Not applicable (narrative review; no head-to-head comparisons conducted)

Primary Outcomes

Episode abortion, symptom reduction, and practical clinical guidance for home and emergency department settings

Sample Size

Not applicable (no original patient data)

Journal

Neurogastroenterology & Motility

Year

2025 (accepted August 2024)

DOI

10.1111/nmo.14901

Funding Source

Not specified; author affiliations include University of Pittsburgh, Cyclic Vomiting Syndrome Association, and McMaster University

What Kind of Evidence Is This

This is a narrative clinical review, not a systematic review or meta-analysis. It occupies the lower tiers of the evidence hierarchy, drawing on selectively cited literature and expert opinion rather than a reproducible, comprehensive search strategy. The most important inference constraint this imposes is that the recommendations cannot be assumed to reflect the totality of available evidence; the literature coverage may be incomplete or shaped by author perspective, and no formal risk-of-bias assessment of cited studies is provided.

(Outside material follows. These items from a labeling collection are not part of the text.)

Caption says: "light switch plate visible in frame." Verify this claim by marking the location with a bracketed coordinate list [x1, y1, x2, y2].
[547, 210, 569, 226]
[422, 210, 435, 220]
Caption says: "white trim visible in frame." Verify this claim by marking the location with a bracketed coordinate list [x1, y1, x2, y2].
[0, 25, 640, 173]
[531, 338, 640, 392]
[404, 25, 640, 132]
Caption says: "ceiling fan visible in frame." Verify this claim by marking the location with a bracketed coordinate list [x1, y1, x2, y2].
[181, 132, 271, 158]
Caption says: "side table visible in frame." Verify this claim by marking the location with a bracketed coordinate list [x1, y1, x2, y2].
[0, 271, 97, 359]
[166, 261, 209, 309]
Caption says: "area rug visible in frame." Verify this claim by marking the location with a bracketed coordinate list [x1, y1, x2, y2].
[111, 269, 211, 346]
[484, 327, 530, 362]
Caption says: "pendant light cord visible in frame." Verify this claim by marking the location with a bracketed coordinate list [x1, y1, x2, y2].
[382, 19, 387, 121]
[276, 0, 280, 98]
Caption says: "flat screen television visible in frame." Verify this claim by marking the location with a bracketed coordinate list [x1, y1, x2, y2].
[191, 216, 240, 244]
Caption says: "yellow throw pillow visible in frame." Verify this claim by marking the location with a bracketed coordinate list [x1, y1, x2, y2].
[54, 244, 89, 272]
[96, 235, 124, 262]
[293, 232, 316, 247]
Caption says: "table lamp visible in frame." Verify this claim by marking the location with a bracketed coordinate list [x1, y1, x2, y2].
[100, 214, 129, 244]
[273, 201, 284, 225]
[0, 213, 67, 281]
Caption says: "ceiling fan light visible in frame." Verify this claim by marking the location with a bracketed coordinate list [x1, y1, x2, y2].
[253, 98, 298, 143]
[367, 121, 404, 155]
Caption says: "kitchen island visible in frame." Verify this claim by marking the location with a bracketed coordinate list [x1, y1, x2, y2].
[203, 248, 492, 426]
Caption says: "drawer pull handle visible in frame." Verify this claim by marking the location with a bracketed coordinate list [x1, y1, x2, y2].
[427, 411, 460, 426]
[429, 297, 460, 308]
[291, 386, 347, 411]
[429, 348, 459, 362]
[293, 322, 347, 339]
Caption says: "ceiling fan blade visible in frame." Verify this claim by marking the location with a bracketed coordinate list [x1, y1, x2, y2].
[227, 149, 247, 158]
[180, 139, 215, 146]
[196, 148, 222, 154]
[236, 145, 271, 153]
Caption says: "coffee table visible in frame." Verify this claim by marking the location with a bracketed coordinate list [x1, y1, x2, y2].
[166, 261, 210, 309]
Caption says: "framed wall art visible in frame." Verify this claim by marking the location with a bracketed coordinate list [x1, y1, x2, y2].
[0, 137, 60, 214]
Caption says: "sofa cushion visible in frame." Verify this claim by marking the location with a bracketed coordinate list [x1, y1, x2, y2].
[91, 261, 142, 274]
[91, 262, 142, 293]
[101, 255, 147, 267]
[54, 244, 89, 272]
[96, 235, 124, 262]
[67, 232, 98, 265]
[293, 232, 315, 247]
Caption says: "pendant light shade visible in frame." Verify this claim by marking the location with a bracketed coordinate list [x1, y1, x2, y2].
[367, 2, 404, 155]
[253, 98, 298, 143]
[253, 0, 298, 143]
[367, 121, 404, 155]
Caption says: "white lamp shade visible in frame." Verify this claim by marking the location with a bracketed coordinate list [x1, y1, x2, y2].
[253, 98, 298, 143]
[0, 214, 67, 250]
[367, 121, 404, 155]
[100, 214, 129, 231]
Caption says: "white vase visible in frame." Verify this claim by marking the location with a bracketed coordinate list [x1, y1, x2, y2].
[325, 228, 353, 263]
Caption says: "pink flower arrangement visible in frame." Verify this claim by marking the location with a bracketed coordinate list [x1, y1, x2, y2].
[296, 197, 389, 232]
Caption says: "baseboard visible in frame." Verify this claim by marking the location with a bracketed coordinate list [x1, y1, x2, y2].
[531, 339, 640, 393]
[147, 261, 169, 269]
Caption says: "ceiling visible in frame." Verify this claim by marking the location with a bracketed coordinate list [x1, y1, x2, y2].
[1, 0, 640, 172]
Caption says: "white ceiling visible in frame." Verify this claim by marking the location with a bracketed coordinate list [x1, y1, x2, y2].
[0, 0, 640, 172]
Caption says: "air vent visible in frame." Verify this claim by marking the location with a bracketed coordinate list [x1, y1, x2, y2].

How This Fits With the Broader Literature

This review is consistent with prior consensus guidelines, including the 2019 Rome Foundation working team report on CVS and the North American Society for Pediatric Gastroenterology, Hepatology, and Nutrition (NASPGHAN) consensus statements, which similarly emphasize early abortive intervention and multi-agent pharmacotherapy. It extends those documents by giving more detailed attention to CHS-specific adjuncts such as topical capsaicin and hot water bathing, and by explicitly addressing emergency department care planning. However, the evidence landscape has not materially changed: no large randomized controlled trial of abortive therapy for either CVS or CHS has been published. The review confirms established clinical reasoning rather than challenging it, and the absence of new primary data means it functions primarily as a practical consolidation rather than a paradigm shift.

Common Misreadings

The most likely overinterpretation is treating the multi-agent protocols described here as evidence-based standard of care. The review presents them as reasonable clinical practice, but they have not been validated by randomized controlled trials. Citing this paper as proof that a specific drug combination “works” for CVS or CHS would exceed what the evidence supports. Similarly, the 75% episode-abortion threshold mentioned as a benchmark for an effective regimen is a clinical target proposed by the authors, not a number derived from controlled outcome data. Clinicians should understand these recommendations as expert-informed starting points for individualization, not as settled treatment algorithms.

Bottom Line

This narrative review provides a useful, consolidated reference for managing acute CVS and CHS episodes at home and in the emergency department. It reinforces that early prodromal intervention with multi-agent pharmacotherapy represents current best practice. It does not, however, establish that any specific protocol is superior to another, and it does not generate new evidence. Clinical decisions should reflect individualized judgment, and the field urgently needs randomized controlled trials to move these recommendations from expert opinion toward evidence-based certainty.

References

1. Narrative clinical review on abortive therapy for cyclic vomiting syndrome and cannabinoid hyperemesis syndrome. Neurogastroenterology & Motility. 2025. DOI: 10.1111/nmo.14901.